Key Takeaways

  • Former SCSEP Director Jim Seith talks about how early military service shaped his outlook on aging.

  • Seith notes that military service helped him with financial discipline, but also posed stresses to his long-term health.

  • "Don’t forget to plan ahead while you are still young because next thing you know you are 65," says Former NCOA SCSEP Director Jim Seith.

To honor and mark Veterans Day, NCOA Program Manager Randy Feliciano talked with National SCSEP Director Jim Seith about his service in the U.S. Air Force and how that training has impacted his outlook on aging.

Randy: Jim, tell me about your role when you were active duty in the Air Force?

Photo of combat flight crew in Vietnam

Jim: I was an officer in the U.S. Air Force and served as second lieutenant and combat fighter pilot. I was 22-year-old when I arrived in Vietnam and 23 by the end of my mission, which was from June 1969 to June 1970. I flew a total of 571 combat hours and ran 207 missions in both Laos and Vietnam. If you are wondering why Laos, it’s because it was a stronghold for the Viet Cong. I flew close air support performing air strikes in an A-1 Sky Raider. Part of the time I was running rescue missions. If you ever see the movie Flight of the Intruder, I was basically searching for shot down ally pilots. We were able to locate them by using handheld two-way radios. Overall, my time in the service spanned 23 years in and out of country.

Randy: How does your experience as a veteran impact your outlook on aging?

Jim: My physical health has been directly affected by Agent Orange as a result of my time in war. Agent Orange affected my heart and brought about a cancer diagnosis, which is now thankfully in remission.

My overall outlook on aging hasn’t been affected necessarily but my longevity has certainly been compromised.

Because of my rank, I had a lot of responsibility at a very young age. At one point I commanded 600 enlisted troops within my squadron.
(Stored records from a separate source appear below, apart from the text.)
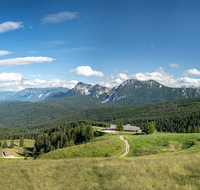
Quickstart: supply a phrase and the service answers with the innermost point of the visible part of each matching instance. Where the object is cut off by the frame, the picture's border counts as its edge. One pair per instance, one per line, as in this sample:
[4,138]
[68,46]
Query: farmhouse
[6,153]
[127,128]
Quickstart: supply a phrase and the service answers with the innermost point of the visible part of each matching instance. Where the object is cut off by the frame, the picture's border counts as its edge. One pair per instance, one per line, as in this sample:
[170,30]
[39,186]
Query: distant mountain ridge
[30,94]
[130,92]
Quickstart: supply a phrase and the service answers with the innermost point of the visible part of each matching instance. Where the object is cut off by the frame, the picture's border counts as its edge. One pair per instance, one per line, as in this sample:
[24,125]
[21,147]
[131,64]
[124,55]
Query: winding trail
[127,146]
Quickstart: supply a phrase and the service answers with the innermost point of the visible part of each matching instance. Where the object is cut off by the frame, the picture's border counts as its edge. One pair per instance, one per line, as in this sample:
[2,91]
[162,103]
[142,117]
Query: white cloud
[152,47]
[7,26]
[159,76]
[123,76]
[86,71]
[55,43]
[60,17]
[24,61]
[80,49]
[11,77]
[112,77]
[166,79]
[33,52]
[16,82]
[3,52]
[173,64]
[191,72]
[35,75]
[110,83]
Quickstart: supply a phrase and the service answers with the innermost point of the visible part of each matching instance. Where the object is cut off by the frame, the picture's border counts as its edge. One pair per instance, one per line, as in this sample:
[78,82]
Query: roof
[127,127]
[113,127]
[7,153]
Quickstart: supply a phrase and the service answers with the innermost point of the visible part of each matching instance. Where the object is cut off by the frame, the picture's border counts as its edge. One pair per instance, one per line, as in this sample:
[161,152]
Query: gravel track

The mental stress of these responsibilities prepared me for future leadership roles in the non-profit sector.

Randy: What advice can you offer aging and disability professionals to better connect with veterans in their communities?

Jim: Sometimes people think they need to start with the Veterans Administration (VA) to help veterans. Although they’re important, I would argue that anywhere aging veterans reside there are local veteran-focused organizations like the local Rotary Clubs, Senior Centers, Lions Clubs, and the VFW that are helping veterans.
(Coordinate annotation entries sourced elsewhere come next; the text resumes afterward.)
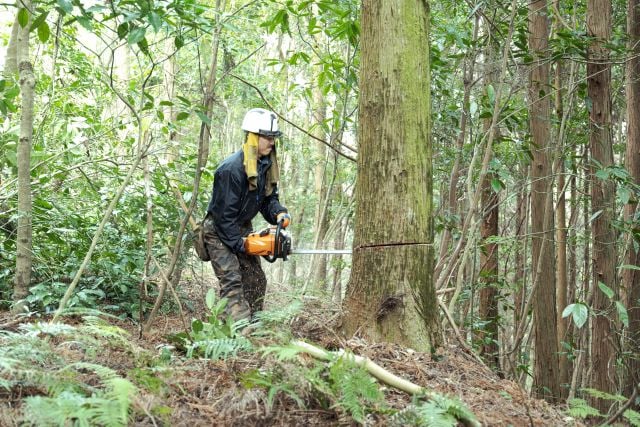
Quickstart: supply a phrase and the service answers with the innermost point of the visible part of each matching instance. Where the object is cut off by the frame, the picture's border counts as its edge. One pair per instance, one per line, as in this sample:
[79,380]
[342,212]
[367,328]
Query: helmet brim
[270,133]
Organizations like the local Rotary Clubs, Senior Centers, Lions Clubs, and the VFW are great ways to connect with veterans of the Vietnam era and earlier wars.

Also assisted living residences and nursing homes are home to more aging veterans.

Randy: What’s the one thing you wish you knew before leaving the service and re-entering civilian life?

Jim: Three years after Vietnam I was assigned to Air Staff Training. It was a bureaucratic position, managing budgets. For that year I learned how to track budgets. In this role I developed the finance and operations skills to run an organization. I even testified before Congress and other elected officials.

When I left the military I was Director of the Joint Chiefs of Staff at the Pentagon. I was involved with administrative tasks dedicated to the mission of the military. Quite frankly, I was tied up in the bureaucracy of the military and dealt heavily with the politics of the service.

Re-entering civilian life it was the reality that my future colleagues could not relate to my life experiences with war and combat. That had an impact on how I viewed co-worker relationships to an extent for quite some time.

For me, the most difficult aspect of my experience was missing my family. Early on I left my two-year-old and newborn for several long tours of duty, which was extremely hard on a young family. Moving every 18 months was also a heavy burden, but you get used to it.

Randy: What tips do you have for aging with the best health and economic security?

Jim: When you are young and you have your health, you think you are immortal, but before you know it you will be old. You need to take care of your health. That includes serious exercise! I ran marathons. I also invested 50% of my salary for retirement.

Advance planning is critical. Don’t be afraid to invest. My advice is to stop pretending you are immortal. If you don’t take care of your health you don’t have anything. I am very fortunate that I get to enjoy life because I planned ahead of schedule. Don’t forget to plan ahead while you are still young because next thing you know you are 65!

We thank Jim and all service members for their dedication and sacrifices today and every day.